140. Introduction to Field Methods. (3 units.) Covers the methods and practice in collecting, processing, and analyzing data based on work with a native speaker of a particular language. Requires students to discriminate and transcribe sounds, collect texts, and to describe and analyze grammatical phenomena from their own data. The language varies each time the course is taught, at the choice on the instructor.
154. Language Revitalization: Theory and Practice. (3 units.) This course will explore a range of theories and practices that undergird eﬀorts by linguists and language activists to revitalize and revalorize endangered languages in communities around the world, with a focus on the Americas. Beginning with an exploration of how linguistic diversity, language vitality, and language politics interact, the course will narrow focus toward individual student projects that explore language revitalization issues in the context of a specific language or community, including the option to create usable revitalization materials for that community.

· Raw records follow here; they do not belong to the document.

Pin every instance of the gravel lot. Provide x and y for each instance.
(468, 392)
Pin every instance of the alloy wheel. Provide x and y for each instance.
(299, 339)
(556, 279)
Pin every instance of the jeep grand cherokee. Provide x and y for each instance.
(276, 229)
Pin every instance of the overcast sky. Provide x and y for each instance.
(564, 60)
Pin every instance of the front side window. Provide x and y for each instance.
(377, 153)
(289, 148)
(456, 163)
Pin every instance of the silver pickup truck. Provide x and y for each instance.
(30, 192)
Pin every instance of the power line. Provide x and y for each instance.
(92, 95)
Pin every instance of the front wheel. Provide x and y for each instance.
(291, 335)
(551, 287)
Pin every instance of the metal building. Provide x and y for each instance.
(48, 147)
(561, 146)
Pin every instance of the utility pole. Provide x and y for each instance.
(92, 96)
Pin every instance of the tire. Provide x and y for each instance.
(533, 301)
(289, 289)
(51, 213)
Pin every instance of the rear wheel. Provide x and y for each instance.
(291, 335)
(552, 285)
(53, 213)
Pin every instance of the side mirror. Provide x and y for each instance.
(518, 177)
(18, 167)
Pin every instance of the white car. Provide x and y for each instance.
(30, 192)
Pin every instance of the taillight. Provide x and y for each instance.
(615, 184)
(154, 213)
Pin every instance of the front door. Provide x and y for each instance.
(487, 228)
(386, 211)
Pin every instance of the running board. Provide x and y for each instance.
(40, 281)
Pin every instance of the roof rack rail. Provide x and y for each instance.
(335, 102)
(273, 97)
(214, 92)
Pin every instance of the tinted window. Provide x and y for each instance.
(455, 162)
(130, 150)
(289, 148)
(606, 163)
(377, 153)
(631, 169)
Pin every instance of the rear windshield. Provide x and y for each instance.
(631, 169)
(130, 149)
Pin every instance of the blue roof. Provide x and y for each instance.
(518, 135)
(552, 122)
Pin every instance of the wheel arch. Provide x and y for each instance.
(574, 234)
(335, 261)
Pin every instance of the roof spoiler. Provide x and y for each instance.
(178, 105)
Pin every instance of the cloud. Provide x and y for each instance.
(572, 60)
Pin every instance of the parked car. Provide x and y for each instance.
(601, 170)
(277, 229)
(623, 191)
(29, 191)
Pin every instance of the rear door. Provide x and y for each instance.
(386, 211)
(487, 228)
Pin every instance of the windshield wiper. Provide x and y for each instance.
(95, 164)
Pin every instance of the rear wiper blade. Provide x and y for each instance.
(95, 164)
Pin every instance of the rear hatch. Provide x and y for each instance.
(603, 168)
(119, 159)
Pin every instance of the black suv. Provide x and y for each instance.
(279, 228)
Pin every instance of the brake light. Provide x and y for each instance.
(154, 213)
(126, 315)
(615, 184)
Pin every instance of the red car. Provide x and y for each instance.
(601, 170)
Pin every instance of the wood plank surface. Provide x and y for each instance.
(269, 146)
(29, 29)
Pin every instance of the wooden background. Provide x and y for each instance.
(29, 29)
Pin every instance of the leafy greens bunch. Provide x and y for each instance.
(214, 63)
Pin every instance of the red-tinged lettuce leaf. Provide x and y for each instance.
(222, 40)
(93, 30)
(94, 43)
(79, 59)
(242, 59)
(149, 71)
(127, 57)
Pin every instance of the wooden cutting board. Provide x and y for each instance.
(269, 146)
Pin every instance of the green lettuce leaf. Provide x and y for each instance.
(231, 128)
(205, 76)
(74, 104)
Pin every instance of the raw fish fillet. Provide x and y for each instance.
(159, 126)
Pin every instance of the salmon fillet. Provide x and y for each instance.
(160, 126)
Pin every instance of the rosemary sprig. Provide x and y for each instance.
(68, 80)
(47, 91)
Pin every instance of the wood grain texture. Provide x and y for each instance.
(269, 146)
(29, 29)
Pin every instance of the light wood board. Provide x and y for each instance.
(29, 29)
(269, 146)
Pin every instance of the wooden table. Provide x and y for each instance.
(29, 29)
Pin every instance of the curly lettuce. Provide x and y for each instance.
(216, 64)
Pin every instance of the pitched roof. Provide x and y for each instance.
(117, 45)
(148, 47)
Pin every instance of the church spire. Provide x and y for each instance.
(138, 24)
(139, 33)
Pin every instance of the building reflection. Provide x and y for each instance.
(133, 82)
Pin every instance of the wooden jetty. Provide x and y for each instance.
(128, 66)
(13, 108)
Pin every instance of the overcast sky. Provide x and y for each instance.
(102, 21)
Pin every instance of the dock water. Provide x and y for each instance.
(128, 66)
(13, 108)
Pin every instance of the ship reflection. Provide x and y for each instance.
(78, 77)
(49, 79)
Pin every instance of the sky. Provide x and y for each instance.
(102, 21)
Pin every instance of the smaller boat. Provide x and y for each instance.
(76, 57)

240a,b. Field Methods. (4 units.) The field methods course is a full year course required of all graduate students, taken in either the second or the third year. (Some students elect to take the course more than once.) In the course of engaging in a detailed study of the phonetics, phonology, morphology, syntax and semantics of a particular language, the course emphasizes phonetic ear-training and extensive one-on-one work with native speakers throughout the year. In addition to being engaged in a detailed description of a language, the field methods course plays an important role in the training of linguists as scientific thinkers. Languages covered in recent iterations of the class include Aymara (2014-15), Turkmen (2013-14), Sereer (2012-13), Garifuna (2011-12), Falam (2007-08), Southeastern Pomo (2006-07), Northern Paiute (2005-06), Kuki-Thaadow (2004-05), Yucatec (2003-04), Tangkhul (2002-03), Hong Kong Sign (2002-03), Leggbo (2001-02).